Graduate School of Informatics, Kyoto University.
Genes Genet Syst. 2020 Apr 22;95(1):43-50. doi: 10.1266/ggs.19-00034. Epub 2020 Mar 26.
Recently, the prospect of applying machine learning tools for automating the process of annotation analysis of large-scale sequences from next-generation sequencers has raised the interest of researchers. However, finding research collaborators with knowledge of machine learning techniques is difficult for many experimental life scientists. One solution to this problem is to utilise the power of crowdsourcing. In this report, we describe how we investigated the potential of crowdsourced modelling for a life science task by conducting a machine learning competition, the DNA Data Bank of Japan (DDBJ) Data Analysis Challenge. In the challenge, participants predicted chromatin feature annotations from DNA sequences with competing models. The challenge engaged 38 participants, with a cumulative total of 360 model submissions. The performance of the top model resulted in an area under the curve (AUC) score of 0.95. Over the course of the competition, the overall performance of the submitted models improved by an AUC score of 0.30 from the first submitted model. Furthermore, the 1- and 2-ranking models utilised external data such as genomic location and gene annotation information with specific domain knowledge. The effect of incorporating this domain knowledge led to improvements of approximately 5%-9%, as measured by the AUC scores. This report suggests that machine learning competitions will lead to the development of highly accurate machine learning models for use by experimental scientists unfamiliar with the complexities of data science.
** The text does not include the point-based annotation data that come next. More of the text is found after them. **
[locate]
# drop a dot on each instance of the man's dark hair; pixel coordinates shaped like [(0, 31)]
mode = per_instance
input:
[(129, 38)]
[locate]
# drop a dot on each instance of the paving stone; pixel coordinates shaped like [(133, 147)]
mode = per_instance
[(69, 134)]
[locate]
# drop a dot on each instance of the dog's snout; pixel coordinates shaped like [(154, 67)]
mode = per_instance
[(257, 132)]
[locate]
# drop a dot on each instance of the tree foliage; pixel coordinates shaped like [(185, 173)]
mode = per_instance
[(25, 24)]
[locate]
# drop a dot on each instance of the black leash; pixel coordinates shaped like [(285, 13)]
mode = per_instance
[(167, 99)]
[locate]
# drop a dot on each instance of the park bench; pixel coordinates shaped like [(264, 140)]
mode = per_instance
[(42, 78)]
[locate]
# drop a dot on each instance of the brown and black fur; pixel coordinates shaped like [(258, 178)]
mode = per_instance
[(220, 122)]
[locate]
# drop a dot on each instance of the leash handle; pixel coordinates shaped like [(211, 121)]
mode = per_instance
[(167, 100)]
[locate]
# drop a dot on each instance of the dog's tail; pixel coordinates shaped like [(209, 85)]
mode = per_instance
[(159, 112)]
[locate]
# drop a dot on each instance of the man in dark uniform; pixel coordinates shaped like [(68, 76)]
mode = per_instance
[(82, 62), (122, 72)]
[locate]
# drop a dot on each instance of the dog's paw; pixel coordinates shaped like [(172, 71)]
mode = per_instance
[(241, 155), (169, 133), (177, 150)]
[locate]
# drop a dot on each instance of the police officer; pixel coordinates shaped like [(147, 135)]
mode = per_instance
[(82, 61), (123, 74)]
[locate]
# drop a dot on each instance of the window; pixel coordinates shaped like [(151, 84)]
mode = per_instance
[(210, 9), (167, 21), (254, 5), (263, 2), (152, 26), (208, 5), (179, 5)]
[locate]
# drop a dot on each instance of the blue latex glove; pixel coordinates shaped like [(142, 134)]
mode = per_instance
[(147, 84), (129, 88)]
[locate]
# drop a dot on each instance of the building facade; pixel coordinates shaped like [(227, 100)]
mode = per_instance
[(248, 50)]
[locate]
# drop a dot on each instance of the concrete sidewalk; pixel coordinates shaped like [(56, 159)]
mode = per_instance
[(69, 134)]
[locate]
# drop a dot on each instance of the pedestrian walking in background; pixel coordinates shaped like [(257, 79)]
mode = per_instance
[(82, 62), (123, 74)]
最近,应用机器学习工具来自动化分析来自新一代测序仪的大规模序列注释过程的前景引起了研究人员的兴趣。然而,对于许多实验生命科学家来说,找到具有机器学习技术知识的研究合作者很困难。解决这个问题的一个办法是利用众包的力量。在本报告中,我们描述了我们如何通过举办一场机器学习竞赛——日本DNA数据库(DDBJ)数据分析挑战赛,来研究众包建模在生命科学任务中的潜力。在挑战赛中,参与者使用竞争模型从DNA序列预测染色质特征注释。该挑战赛吸引了38名参与者,累计提交了360个模型。最佳模型的性能在曲线下面积(AUC)得分上达到了0.95。在比赛过程中,提交模型的整体性能相比第一个提交的模型,AUC得分提高了0.30。此外,排名第一和第二的模型利用了外部数据,如基因组位置和具有特定领域知识的基因注释信息。通过AUC得分衡量,纳入这些领域知识的效果导致了约5%-9%的提升。本报告表明,机器学习竞赛将促使开发出高精度的机器学习模型,供不熟悉数据科学复杂性的实验科学家使用。